Decay

“Reversion.” Photo by greybeard.
Gabion: Not building: the lure of desolation
“I’ll confess right away that my liking for dereliction is supremely selfish. It is built upon the idea of the lost world - not some jungle paradise, but a misplaced piece of the urban realm. To enjoy an abandoned fragment of cityscape is to want to be in it alone, or with just a friend or two to share the experience. It does not work so well in a run-down ghetto, which by its very nature is populous - though there is plenty that is evocative in such places, as you find in the now impoverished former commercial district and Art Deco cinema quarter of Los Angeles, for instance. No, what I am talking about are the true urban deserts, the uninhabited places. The feeling that there are teeming millions around you, not far away - but not here, not in this place. I should like to know more about the rustbelt zones along the railtrack between Philadelphia and New Jersey. I always like the look of the emptier, post-industrial bits of Queen’s. I have heard of the old fishing creeks near Kennedy Airport. It is precisely that sharp contrast of activities, effectively encountering a time-shift, that appeals…”
The bits at the end of the essay about conversations with Cedric Price are very nice. Thanks Matt!
November 23rd, 2005 at 10:23 am
1. Gabion looks interesting, and reminds me that so many of these kinds of sites fail to show up in Google searches and the like. Aside from word of mouth - as in this instance - how does one find this kind of stuff?

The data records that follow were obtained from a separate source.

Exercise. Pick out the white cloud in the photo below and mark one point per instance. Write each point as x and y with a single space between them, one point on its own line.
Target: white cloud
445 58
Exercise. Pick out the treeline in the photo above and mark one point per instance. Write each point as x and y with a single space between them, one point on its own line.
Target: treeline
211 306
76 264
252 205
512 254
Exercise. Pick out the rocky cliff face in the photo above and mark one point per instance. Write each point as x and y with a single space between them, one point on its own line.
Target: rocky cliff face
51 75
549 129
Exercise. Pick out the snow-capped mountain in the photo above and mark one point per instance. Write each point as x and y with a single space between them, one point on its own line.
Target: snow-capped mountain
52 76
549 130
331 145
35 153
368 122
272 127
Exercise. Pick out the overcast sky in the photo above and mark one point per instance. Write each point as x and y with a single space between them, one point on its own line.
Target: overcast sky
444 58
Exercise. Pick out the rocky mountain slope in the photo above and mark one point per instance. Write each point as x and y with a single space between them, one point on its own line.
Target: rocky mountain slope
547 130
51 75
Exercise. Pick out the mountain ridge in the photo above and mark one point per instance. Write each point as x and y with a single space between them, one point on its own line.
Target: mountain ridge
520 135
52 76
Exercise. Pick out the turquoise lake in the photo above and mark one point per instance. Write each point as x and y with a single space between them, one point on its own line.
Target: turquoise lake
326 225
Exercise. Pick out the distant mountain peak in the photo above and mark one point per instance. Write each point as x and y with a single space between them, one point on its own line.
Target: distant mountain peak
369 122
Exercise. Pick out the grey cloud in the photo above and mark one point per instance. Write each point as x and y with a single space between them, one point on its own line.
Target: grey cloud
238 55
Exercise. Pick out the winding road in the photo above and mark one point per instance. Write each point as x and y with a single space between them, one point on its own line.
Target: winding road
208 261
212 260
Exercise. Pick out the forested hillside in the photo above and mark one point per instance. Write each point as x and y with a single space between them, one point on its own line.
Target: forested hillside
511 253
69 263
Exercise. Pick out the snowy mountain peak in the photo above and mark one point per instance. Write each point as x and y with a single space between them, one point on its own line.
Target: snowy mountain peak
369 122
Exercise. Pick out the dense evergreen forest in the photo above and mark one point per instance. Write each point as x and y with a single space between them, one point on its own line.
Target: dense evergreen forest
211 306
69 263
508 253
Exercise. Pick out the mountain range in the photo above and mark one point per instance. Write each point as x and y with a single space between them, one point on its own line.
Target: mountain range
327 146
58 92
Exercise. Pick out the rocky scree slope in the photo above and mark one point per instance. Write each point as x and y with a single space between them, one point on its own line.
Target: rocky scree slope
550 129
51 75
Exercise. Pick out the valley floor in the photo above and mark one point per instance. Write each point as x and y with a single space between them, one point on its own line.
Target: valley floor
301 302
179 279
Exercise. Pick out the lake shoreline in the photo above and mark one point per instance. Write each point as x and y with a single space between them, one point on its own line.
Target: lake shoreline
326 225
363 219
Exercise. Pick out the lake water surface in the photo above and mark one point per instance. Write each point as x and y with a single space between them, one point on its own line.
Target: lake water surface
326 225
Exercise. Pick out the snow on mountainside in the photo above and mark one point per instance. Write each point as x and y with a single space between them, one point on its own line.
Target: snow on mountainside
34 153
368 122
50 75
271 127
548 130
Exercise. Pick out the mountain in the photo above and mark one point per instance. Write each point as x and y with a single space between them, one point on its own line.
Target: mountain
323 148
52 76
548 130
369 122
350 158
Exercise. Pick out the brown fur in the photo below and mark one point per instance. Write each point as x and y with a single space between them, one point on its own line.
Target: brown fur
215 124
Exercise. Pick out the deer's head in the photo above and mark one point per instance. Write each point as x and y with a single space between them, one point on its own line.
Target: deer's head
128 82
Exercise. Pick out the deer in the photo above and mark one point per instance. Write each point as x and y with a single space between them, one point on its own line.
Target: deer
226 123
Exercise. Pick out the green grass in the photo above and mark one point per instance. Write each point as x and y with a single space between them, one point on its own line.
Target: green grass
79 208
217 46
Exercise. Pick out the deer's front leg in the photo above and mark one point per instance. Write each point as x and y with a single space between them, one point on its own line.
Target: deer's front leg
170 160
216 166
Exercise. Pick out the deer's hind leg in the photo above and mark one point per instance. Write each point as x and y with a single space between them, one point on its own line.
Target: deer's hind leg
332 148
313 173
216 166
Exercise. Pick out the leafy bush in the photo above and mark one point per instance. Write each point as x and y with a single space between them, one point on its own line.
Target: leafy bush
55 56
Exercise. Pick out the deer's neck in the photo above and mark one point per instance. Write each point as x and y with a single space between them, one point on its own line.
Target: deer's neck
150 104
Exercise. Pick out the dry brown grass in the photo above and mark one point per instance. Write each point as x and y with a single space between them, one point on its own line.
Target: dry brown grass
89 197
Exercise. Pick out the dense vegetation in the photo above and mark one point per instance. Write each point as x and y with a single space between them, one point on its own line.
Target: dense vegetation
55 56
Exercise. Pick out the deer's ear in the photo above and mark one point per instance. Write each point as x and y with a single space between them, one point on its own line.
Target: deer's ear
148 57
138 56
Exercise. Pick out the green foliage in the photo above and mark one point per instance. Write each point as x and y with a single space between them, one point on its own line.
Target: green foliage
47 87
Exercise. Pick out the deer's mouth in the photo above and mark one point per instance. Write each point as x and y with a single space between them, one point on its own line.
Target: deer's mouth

2. Guardian Unlimited | Arts features Q: What can be done to improve the suburbs of Paris? A: People are starting to understand that the real challenge is to turn peripheries into cities
“”A piazza is not a plaza,” fumes Piano. “The plaza is the theme park of the piazza; the plaza is the commercial version. A piazza is an empty space with no function. This is what Europeans understand.” A space without function allows one to be “in the moment”, he says, and to counter what he sees as a major flaw in modern life - the habit of interpreting all experience in the light of achievement, as a means to an end. We should, he thinks, learn to lighten up, and the creation of empty, purposeless spaces within cities might encourage that. “You don’t have to struggle to give function to every single corner. You can just wait and see and enjoy.”
Americans don’t really get this either. That is why when he attended the opening of his extension to the High Museum of Art in Atlanta three weeks ago, Piano took aside Shirley Franklin, the mayor - “a great lady” - and implored her to keep the piazza outside the museum uncluttered. The day after the launch, however, some commercial detritus was left there and Piano, an otherwise mild man, says he exploded. “Why? Why? This is a piazza not a plaza! Empty! Empty!” After his outburst the municipal authorities assured him that every morning the place would be “clear for invasion”.”
Piano may as well have said “Don’t build all over it. “Keep it.”
3. Now that you’re using Blogger, why aren’t there any RSS feeds available?
November 23rd, 2005 at 1:32 pm
Funny. A few hours later, Bloglines picks up an RSS feed where it hadn’t before.